Punto di confluenza di grandi correnti culturali e popolari, il "Decameron" rappresenta nella nostra letteratura il sommo modello di lingua discorsiva e di stile prosastico. Un'opera che testimonia la completa e immediata adesione del Boccaccio a una visione realistica e moderna della vita, a una nuova etica non più trascendente ma immanente e individualistica, in breve a quell'insieme di valori tutti umani e terreni propri della civiltà trecentesca. Di tale età comunale e signorile, tramonto del Medioevo e alba di una nuova epoca, il Boccaccio fu protagonista entusiasta e appassionato.
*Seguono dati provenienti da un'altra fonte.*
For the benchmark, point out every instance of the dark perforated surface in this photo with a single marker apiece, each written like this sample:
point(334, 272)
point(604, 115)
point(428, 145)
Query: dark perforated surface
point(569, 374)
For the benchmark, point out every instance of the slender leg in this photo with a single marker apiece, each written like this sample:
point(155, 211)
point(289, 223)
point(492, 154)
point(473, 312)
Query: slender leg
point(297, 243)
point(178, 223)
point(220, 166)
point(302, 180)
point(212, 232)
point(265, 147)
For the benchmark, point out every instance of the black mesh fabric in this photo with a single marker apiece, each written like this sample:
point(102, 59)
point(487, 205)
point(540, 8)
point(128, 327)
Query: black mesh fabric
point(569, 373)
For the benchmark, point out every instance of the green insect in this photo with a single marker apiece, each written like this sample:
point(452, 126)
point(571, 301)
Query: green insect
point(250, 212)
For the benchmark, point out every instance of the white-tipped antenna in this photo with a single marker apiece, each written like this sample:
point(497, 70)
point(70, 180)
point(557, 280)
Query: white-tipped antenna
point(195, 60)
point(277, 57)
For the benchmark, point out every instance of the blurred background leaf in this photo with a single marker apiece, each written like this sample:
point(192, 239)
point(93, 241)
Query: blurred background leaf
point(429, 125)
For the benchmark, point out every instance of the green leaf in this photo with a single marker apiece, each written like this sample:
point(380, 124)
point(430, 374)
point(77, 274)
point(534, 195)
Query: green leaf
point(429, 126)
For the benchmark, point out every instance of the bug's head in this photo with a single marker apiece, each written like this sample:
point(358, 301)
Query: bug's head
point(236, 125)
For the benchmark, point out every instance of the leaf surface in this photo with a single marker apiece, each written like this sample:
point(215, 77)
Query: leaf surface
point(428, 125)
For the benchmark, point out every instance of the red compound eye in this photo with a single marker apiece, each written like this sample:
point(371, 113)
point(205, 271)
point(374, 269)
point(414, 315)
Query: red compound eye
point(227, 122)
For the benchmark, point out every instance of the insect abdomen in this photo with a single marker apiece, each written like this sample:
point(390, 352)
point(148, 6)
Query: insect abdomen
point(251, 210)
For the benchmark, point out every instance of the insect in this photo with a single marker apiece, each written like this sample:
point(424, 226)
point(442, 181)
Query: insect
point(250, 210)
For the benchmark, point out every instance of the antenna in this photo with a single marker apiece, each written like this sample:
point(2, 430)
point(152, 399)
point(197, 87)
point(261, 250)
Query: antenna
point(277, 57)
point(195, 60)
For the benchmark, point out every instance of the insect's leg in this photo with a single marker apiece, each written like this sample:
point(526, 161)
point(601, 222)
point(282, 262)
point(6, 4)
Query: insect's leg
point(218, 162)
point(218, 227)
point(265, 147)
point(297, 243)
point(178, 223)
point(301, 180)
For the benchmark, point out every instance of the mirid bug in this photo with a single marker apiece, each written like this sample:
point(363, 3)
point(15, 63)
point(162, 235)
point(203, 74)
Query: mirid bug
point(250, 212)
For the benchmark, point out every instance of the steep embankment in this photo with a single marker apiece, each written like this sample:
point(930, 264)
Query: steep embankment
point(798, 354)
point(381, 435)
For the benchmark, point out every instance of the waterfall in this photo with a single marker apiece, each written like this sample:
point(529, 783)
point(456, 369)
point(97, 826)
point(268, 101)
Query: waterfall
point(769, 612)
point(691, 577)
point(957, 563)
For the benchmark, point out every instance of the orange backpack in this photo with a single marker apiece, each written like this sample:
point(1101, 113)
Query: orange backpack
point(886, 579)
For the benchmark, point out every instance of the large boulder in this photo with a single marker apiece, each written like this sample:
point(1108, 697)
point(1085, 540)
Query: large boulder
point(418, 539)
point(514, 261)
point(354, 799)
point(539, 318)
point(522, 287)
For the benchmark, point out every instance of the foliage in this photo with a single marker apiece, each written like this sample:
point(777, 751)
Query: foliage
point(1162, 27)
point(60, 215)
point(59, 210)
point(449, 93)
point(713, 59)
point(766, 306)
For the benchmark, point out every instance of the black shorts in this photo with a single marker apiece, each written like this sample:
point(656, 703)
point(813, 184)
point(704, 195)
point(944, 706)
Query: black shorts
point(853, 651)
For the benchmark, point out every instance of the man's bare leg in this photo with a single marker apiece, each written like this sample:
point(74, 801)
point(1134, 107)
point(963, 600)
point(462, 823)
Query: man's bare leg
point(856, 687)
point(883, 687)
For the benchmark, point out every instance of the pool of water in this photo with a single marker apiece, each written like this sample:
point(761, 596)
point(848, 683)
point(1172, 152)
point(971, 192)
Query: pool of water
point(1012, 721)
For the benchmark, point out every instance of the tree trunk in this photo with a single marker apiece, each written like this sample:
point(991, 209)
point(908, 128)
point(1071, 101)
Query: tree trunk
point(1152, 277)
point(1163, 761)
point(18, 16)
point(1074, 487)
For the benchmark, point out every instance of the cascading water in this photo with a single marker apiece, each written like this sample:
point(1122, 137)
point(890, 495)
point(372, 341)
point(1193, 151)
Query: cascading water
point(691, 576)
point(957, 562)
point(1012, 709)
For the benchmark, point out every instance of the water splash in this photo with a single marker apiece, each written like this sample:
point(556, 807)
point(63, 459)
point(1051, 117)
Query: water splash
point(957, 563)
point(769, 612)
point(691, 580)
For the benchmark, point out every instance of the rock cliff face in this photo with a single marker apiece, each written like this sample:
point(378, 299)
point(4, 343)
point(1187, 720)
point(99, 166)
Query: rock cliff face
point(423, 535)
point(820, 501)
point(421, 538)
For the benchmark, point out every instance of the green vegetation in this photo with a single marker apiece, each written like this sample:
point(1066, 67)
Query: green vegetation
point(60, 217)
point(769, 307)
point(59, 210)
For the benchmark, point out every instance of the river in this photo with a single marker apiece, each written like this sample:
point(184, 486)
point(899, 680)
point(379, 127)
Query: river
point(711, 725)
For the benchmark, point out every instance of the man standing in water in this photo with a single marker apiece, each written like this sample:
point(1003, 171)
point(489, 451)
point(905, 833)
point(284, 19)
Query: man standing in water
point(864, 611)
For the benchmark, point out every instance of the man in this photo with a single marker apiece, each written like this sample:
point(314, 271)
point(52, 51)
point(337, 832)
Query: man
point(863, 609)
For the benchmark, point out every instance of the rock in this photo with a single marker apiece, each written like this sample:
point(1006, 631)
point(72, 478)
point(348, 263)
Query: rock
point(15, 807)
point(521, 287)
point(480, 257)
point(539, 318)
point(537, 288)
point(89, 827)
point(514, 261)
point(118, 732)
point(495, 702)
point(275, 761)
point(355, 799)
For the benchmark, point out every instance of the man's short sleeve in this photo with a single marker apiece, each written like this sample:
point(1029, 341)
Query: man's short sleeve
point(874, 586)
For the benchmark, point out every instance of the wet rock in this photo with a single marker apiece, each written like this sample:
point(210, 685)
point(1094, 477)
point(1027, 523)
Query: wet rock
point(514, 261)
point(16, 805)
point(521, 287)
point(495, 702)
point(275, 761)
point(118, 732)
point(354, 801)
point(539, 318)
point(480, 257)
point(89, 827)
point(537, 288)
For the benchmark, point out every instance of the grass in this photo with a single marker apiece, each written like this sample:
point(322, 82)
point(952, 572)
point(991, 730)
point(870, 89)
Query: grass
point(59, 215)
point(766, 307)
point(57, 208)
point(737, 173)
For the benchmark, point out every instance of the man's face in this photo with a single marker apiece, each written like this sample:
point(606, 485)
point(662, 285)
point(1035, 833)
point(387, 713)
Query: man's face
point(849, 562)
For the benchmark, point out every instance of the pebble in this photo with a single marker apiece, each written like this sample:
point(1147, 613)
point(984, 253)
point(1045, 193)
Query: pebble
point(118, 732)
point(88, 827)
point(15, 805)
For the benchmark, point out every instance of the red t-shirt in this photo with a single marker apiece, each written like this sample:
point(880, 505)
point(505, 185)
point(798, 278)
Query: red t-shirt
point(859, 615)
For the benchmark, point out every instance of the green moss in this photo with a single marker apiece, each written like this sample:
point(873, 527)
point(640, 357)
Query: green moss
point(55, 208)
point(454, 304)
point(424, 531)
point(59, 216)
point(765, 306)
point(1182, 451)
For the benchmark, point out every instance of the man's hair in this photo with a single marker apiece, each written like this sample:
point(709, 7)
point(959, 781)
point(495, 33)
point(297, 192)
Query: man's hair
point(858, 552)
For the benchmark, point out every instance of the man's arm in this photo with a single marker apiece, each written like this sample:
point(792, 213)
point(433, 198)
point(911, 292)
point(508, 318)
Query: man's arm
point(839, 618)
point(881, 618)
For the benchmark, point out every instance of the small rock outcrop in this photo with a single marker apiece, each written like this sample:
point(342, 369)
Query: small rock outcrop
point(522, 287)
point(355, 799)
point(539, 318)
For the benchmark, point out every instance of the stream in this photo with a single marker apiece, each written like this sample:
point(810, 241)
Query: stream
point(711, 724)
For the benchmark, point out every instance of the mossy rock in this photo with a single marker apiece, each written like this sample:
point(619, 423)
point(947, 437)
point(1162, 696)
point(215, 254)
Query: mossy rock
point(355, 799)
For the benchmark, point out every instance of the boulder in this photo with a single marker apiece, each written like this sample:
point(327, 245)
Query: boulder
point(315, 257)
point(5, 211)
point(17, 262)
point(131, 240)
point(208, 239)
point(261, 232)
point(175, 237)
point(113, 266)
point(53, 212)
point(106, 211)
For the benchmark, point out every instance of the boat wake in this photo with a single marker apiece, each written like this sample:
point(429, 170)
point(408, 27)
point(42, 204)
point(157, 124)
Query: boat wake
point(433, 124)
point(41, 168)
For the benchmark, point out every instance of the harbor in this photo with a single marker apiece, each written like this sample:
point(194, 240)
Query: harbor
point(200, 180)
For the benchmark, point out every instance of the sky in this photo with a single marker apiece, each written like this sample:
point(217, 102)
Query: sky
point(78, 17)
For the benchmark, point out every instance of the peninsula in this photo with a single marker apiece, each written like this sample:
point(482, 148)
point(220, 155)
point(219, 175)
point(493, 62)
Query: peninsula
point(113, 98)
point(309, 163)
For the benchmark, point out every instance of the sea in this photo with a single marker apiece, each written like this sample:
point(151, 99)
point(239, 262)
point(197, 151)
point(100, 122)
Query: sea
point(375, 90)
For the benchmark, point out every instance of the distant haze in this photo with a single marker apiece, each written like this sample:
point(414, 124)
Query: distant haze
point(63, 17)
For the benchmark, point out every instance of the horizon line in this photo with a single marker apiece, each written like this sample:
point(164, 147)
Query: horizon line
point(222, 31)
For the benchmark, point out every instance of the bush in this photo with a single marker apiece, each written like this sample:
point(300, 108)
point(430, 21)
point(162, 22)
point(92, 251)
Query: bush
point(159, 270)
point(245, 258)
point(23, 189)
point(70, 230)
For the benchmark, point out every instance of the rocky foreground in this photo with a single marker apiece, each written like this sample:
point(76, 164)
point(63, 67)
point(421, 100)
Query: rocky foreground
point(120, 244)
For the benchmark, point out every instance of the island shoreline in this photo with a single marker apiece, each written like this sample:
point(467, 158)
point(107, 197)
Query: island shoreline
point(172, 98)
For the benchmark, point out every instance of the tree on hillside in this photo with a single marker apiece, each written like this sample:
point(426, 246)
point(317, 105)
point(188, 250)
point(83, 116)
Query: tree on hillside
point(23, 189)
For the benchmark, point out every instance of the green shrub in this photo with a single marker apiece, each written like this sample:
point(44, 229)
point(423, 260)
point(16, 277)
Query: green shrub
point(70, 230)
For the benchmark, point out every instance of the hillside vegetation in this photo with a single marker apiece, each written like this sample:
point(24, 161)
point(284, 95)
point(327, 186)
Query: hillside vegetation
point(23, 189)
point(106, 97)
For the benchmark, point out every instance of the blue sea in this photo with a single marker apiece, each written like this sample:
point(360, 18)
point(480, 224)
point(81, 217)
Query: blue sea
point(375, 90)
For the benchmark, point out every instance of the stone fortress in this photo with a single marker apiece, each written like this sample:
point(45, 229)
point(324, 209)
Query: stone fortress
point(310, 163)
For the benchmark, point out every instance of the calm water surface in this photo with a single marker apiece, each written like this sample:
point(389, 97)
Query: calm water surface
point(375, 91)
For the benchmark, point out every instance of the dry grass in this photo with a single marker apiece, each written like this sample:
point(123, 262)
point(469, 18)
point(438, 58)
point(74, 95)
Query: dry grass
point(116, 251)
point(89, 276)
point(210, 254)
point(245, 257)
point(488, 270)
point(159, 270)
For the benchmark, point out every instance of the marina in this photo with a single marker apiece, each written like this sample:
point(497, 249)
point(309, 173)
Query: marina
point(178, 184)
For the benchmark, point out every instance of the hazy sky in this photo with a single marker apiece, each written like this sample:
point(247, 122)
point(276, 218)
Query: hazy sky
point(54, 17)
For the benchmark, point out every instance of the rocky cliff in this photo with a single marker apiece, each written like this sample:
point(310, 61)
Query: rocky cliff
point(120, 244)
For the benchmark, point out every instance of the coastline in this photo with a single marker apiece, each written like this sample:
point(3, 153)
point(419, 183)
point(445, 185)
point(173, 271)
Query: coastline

Il Decameron è l'opera principale del Boccaccio e quella che gli procurò la fama di grandissimo prosatore italiano. Fu composto tra il 1348 e il 1353 nel pieno della maturità artistica dello scrittore. Un gruppo di dieci giovani (tre uomini e sette donne), per sfuggire alla peste diffusasi a Firenze nel 1348, si riuniscono in un luogo appartato e si alternano nel racconto di cento novelle di contenuto e intonazione prevalentemente amorosi. Sono queste le dieci giornate più famose della letteratura italiana, raccontate dall'abile penna del Boccaccio.